Sono 5400 le slot machine a Genova, pari a una ogni 111 abitanti. Secondo la Consulta Antiusura sono questi i dati di una delle più grandi piaghe sociali contemporanee: la diffusione e la conseguente dipendenza dal gioco d’azzardo. Sono oltre mille i bar, tabacchini e cartolerie che nella nostra città hanno installato almeno un dispositivo per il gioco lecito, mentre le sale gioco specializzate sono poco meno di una sessantina. A metà 2013, secondo un’inchiesta pubblicata da Wired, Genova era la città italiana con la maggiore densità di esercizi che ospitano slot machine: se ne trovava una ogni 235 metri, per una spesa pro-capite di 755 euro all’anno per ciascun genovese.

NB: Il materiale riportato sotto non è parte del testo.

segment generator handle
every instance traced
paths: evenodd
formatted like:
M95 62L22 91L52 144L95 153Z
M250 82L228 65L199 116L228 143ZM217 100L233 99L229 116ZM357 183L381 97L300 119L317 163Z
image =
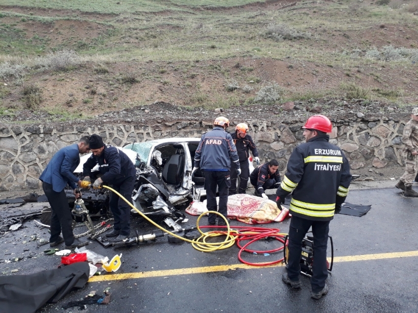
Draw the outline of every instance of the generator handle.
M284 242L283 242L283 261L286 264L287 264L287 259L286 258L286 246L288 244L288 240L289 240L289 235L286 235L284 238Z
M332 265L334 265L334 243L332 242L332 237L328 236L329 237L329 241L331 242L331 264L329 265L329 271L330 272L332 270Z

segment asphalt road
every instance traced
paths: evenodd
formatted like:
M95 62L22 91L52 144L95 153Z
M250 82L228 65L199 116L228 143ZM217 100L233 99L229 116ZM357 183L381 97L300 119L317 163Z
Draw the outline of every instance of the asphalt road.
M169 243L164 238L129 248L105 249L92 242L89 249L110 258L122 254L119 270L94 277L95 281L38 312L78 312L77 308L64 310L61 307L69 301L82 299L93 290L101 294L108 287L112 294L109 304L88 305L83 312L418 312L418 199L404 198L395 188L388 188L352 191L347 201L371 204L372 208L361 217L339 214L331 222L329 234L334 244L335 263L328 279L329 292L319 300L310 298L310 285L306 277L301 277L301 289L291 289L285 285L281 279L284 270L281 264L269 267L242 265L238 259L236 246L205 253L188 243ZM192 217L186 224L193 225L196 219ZM287 219L264 227L287 232L289 223ZM242 225L236 221L231 224ZM134 219L132 225L133 228L143 233L153 229L139 219ZM60 257L44 256L43 247L37 249L34 242L28 241L35 233L47 239L45 228L36 227L33 221L24 227L0 238L0 258L23 256L33 252L36 253L36 258L0 263L0 272L3 275L33 273L60 264ZM273 241L257 244L260 249L277 245ZM251 261L265 262L281 256L281 253L269 256L248 254L246 257ZM13 269L18 272L11 273Z

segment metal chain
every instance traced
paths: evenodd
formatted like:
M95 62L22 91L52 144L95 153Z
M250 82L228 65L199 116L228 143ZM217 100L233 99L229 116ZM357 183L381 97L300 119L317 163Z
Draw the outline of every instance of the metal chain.
M107 223L109 221L113 221L113 218L111 218L110 219L108 219L107 220L105 220L105 221L104 221L103 222L105 222L105 225L106 223ZM94 228L95 230L96 229L98 229L99 228L100 228L102 227L102 224L103 224L103 222L101 222L98 224L97 224L96 225L95 225L94 226ZM96 236L104 233L105 231L106 231L108 229L110 229L110 228L112 228L113 227L113 225L111 225L110 226L105 227L103 229L101 229L101 230L99 230L99 231L96 232L94 233L94 235L91 235L91 236L90 237L90 238L91 238L91 239L93 239ZM90 231L88 230L87 231L85 231L85 232L82 232L81 234L74 235L74 238L80 238L80 237L83 237L83 236L86 236L86 235L88 235L89 233L90 233Z

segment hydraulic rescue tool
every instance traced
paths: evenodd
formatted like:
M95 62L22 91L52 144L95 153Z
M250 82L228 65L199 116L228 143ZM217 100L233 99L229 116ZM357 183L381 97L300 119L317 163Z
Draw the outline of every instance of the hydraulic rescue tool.
M181 228L179 230L175 230L173 232L183 233L183 234L185 234L195 229L196 229L195 227L188 227ZM109 240L108 238L107 238L105 236L98 237L96 238L96 240L105 248L112 246L129 246L135 244L139 245L140 243L144 243L148 241L153 241L157 238L164 237L165 235L168 234L168 232L164 232L162 230L154 230L150 234L145 235L140 235L138 230L136 230L135 232L136 233L136 236L127 238L121 241L112 241ZM169 241L170 241L170 239L169 239Z
M313 250L313 236L308 234L312 234L312 231L309 231L306 234L306 236L303 238L302 241L302 253L300 256L300 273L308 277L312 276L312 265L314 262L314 250ZM328 271L330 272L332 270L332 265L334 263L334 245L332 243L332 237L328 236L329 241L331 243L331 263L327 261L327 268ZM284 262L287 267L287 260L289 257L289 249L287 245L289 243L289 235L285 238L284 246L286 249L283 249L284 256Z
M76 189L76 193L79 194L80 190L78 189ZM90 215L89 214L89 210L86 208L84 201L81 199L81 197L76 199L74 202L74 207L71 211L71 213L74 216L79 217L81 218L82 222L84 222L87 228L90 231L90 233L92 235L95 234L96 231L94 229L94 227L93 225L91 219L90 218Z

Per contrastare la diffusione delle macchinette mangiasoldi e salute, il Comune di Genova è stato tra i primi in Italia a emanare un Regolamento per disciplinare e limitare l’esercizio del gioco d’azzardo in città. Dalla sua entrata in vigore, il 24 maggio 2013, nel territorio comunale non è stata aperta nessuna nuova sala giochi. Non stupisca, dunque, che la normativa comunale sia stata impugnata davanti al Tar dalle imprese del settore: il primo grado della giustizia amministrativa ha, nella sostanza, dato ragione a Tursi ma la palla ora è passata al Consiglio di Stato.

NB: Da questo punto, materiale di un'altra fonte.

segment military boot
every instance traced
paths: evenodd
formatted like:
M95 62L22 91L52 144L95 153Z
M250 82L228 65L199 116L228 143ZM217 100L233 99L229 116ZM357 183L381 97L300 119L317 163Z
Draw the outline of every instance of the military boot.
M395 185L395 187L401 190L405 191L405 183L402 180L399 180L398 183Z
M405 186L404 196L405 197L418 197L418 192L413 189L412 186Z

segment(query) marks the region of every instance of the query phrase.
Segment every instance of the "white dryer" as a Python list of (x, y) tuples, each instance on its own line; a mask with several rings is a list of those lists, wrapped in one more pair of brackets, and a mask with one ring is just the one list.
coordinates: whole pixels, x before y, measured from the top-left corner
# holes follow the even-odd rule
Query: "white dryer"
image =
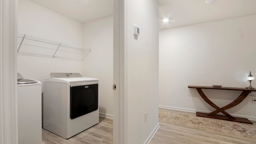
[(99, 123), (99, 80), (51, 73), (44, 82), (43, 128), (68, 139)]

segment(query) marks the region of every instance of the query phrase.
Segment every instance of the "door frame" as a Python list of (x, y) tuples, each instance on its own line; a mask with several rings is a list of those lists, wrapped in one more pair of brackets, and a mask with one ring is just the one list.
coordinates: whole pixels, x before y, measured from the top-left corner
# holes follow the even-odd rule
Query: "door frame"
[(17, 6), (0, 0), (0, 143), (18, 144)]
[(128, 144), (127, 0), (114, 0), (113, 143)]

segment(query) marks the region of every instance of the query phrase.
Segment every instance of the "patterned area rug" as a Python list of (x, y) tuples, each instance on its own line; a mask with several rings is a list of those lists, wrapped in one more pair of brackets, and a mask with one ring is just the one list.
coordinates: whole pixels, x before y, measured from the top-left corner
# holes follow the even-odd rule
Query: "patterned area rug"
[(159, 112), (160, 122), (256, 140), (256, 125)]

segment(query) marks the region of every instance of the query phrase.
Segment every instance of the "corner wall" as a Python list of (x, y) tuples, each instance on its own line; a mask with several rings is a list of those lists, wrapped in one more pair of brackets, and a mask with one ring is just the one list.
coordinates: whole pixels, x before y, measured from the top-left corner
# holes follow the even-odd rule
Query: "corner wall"
[[(71, 45), (82, 45), (81, 23), (28, 0), (18, 0), (18, 32)], [(24, 78), (42, 82), (50, 72), (80, 72), (82, 62), (18, 54)]]
[[(188, 85), (245, 88), (250, 71), (256, 76), (256, 15), (160, 31), (160, 107), (191, 112), (215, 110)], [(252, 86), (256, 87), (256, 82)], [(222, 106), (242, 92), (203, 90)], [(251, 94), (256, 95), (256, 93)], [(234, 116), (256, 120), (248, 96), (227, 110)]]
[(83, 24), (83, 46), (91, 52), (83, 62), (84, 76), (98, 78), (100, 115), (113, 118), (113, 16)]
[[(145, 144), (159, 126), (158, 6), (155, 0), (126, 2), (127, 143)], [(137, 39), (134, 24), (140, 28)]]

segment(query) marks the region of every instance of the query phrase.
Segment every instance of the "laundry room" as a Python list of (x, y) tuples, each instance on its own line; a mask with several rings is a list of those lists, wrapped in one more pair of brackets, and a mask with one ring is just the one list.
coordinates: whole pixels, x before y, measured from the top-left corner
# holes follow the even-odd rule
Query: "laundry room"
[[(38, 4), (40, 4), (40, 1), (44, 1), (41, 0), (18, 1), (18, 33), (75, 46), (79, 48), (90, 49), (90, 52), (85, 56), (74, 60), (74, 59), (77, 59), (78, 57), (70, 58), (72, 52), (64, 54), (60, 58), (58, 57), (52, 58), (50, 56), (45, 56), (43, 55), (44, 53), (34, 54), (33, 51), (28, 51), (27, 53), (18, 52), (17, 71), (25, 78), (41, 82), (43, 88), (43, 82), (50, 78), (50, 74), (51, 72), (80, 73), (83, 76), (98, 78), (100, 83), (99, 88), (99, 95), (100, 96), (99, 102), (101, 104), (100, 111), (104, 114), (107, 114), (107, 117), (112, 118), (112, 1), (110, 1), (111, 5), (109, 6), (105, 7), (105, 8), (108, 8), (110, 10), (106, 10), (104, 12), (106, 16), (99, 18), (100, 16), (96, 15), (98, 17), (86, 18), (92, 20), (82, 23), (47, 8), (46, 6)], [(50, 0), (48, 1), (50, 2), (48, 4), (52, 3)], [(106, 6), (109, 3), (109, 1), (101, 4)], [(79, 3), (79, 1), (76, 2), (77, 3), (73, 3), (74, 5), (72, 6), (73, 7), (81, 4)], [(55, 8), (60, 8), (62, 6), (61, 3), (52, 4), (53, 6)], [(57, 4), (58, 6), (56, 5)], [(83, 4), (84, 5), (84, 4)], [(99, 5), (100, 4), (91, 8), (96, 8), (96, 6), (100, 6)], [(72, 11), (71, 7), (69, 8)], [(92, 11), (93, 10), (90, 10)], [(84, 15), (88, 14), (84, 14)], [(31, 44), (35, 42), (30, 42), (29, 44)], [(38, 47), (42, 48), (44, 46), (40, 44), (44, 44), (39, 43)], [(18, 46), (19, 46), (18, 44)], [(21, 47), (20, 52), (22, 52), (22, 48)], [(42, 53), (43, 53), (44, 51), (47, 50), (47, 48), (42, 48), (43, 50), (42, 50), (38, 49), (34, 50), (39, 52), (43, 52)], [(56, 54), (58, 52), (60, 52), (57, 51)]]
[[(99, 114), (112, 118), (112, 0), (96, 6), (76, 0), (68, 8), (62, 1), (47, 1), (18, 0), (18, 72), (41, 82), (43, 97), (51, 73), (98, 78)], [(76, 17), (66, 14), (78, 7), (86, 10)], [(102, 7), (106, 10), (92, 14)]]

Nel frattempo, tutto quanto fatto di buono dalla civica amministrazione potrebbe essere spazzato via dal governo. Nella riforma di legge che riguarderà i Monopoli di Stato, infatti, molta attenzione viene rivolta al gioco d’azzardo. La nuova normativa nazionale potrebbe cancellare i provvedimenti locali. In particolare, verrebbero meno gli ostacoli posti dal Comune di Genova alla diffusione delle sale da gioco nei pressi dei luoghi cosiddetti sensibili.

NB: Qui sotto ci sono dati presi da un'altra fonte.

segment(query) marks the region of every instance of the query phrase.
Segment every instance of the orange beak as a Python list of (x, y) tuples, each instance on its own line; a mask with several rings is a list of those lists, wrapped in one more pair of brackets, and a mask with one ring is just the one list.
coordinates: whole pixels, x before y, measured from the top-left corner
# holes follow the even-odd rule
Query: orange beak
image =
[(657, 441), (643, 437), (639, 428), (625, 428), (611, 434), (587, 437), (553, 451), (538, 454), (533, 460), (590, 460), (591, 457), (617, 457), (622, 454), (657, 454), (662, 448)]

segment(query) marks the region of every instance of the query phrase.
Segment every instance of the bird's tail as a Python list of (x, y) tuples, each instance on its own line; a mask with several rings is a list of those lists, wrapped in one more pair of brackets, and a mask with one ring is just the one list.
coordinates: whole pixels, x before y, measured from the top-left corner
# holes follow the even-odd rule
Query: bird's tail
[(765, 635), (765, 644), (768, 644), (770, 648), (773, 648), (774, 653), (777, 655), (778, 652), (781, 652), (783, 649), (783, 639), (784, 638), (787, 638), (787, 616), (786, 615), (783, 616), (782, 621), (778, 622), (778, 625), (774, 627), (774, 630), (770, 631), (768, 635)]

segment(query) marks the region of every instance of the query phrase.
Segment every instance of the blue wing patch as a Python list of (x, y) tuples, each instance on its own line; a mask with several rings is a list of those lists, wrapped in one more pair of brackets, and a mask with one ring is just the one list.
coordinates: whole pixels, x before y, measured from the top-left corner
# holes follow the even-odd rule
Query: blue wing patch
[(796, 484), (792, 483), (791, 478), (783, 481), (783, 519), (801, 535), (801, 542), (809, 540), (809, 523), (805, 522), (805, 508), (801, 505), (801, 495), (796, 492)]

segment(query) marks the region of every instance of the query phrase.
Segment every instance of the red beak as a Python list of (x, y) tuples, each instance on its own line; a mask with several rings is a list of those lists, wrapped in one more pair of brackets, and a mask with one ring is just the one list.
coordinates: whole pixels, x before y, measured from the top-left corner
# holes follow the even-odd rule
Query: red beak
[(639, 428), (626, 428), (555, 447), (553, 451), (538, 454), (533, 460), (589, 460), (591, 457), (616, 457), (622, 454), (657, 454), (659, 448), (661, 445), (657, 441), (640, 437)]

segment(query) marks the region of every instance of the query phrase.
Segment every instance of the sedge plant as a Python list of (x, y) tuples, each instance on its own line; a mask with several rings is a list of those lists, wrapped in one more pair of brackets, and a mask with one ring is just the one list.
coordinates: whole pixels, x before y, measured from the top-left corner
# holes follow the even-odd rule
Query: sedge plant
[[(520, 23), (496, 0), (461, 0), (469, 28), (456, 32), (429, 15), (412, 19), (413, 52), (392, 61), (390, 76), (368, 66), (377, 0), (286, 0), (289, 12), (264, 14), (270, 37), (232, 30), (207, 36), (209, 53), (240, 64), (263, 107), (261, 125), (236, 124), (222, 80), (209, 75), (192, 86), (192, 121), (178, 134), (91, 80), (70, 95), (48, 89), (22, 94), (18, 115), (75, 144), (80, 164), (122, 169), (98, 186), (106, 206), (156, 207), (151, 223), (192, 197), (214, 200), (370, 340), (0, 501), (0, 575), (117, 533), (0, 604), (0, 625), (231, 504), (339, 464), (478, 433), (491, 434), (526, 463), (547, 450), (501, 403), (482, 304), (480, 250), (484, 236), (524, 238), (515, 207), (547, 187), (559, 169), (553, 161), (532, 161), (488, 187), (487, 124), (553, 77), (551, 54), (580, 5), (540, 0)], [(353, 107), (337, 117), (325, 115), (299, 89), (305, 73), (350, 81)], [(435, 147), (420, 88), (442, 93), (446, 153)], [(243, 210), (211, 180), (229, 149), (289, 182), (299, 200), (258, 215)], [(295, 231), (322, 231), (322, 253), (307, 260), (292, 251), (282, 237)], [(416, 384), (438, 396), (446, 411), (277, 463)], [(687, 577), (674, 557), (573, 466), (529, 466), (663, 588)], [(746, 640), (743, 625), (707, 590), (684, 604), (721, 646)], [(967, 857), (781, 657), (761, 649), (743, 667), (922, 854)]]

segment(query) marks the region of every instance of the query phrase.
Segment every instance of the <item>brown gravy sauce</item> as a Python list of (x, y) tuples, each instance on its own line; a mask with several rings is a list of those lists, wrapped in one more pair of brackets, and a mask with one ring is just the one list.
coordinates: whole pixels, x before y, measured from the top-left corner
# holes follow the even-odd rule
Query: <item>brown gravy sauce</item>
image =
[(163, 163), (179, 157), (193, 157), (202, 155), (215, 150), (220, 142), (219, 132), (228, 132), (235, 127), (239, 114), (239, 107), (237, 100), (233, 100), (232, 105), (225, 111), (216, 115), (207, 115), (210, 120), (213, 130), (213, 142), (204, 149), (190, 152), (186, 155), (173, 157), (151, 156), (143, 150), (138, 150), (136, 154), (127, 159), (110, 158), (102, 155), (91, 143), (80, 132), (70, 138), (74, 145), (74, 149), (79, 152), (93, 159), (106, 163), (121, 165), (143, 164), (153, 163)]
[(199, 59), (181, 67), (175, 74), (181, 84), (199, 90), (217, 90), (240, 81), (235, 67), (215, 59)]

Se è vero, però, che il regolamento odierno è assolutamente un elemento virtuoso nel contrasto alla diffusione del gioco d’azzardo, va detto che non tutte le tipologie di gioco d’azzardo vengono contrastate in egual misura. L’attuale normativa locale, infatti, prevede una sostanziale differenziazione tra le restrizioni per le sale giochi e quelle per i locali pubblici che ospitano slot machine pur avendo un altro core business.
Per quanto riguarda la prima categoria – in cui, ad esempio, rientrano sale video-lottery, sale bingo, agenzie per la raccolta di scommesse sportive, negozi monotematici… insomma tutti quei locali in cui l’attività prevalente è mettere a disposizione degli avventori i cosiddetti “giochi leciti” – il regolamento genovese è piuttosto restrittivo. Oltre ai consueti vincoli di orario (l’attività può essere svolta solo dalle 9 alle 19.30), questi spazi non possono sorgere all’interno di immobili di proprietà comunale e a meno di 300 metri da scuole, università, luoghi di culto, cimiteri, impianti sportivi, centri giovanili o istituti frequentati da giovani, strutture residenziali in ambito sanitario o socio-assistenziale, strutture ricettive, balneari e spiagge, giardini, parchi e spazi pubblici attrezzati e altri spazi verdi pubblici attrezzati. La distanza scende a 100 metri, invece, da sportelli bancari, postali o bancomat, agenzie di prestiti di pegno o attività in cui si eserciti l’acquisto di oro, argento, oggetti preziosi per evitare una connessione troppo diretta tra la disponibilità di denaro e la possibilità di giocarlo.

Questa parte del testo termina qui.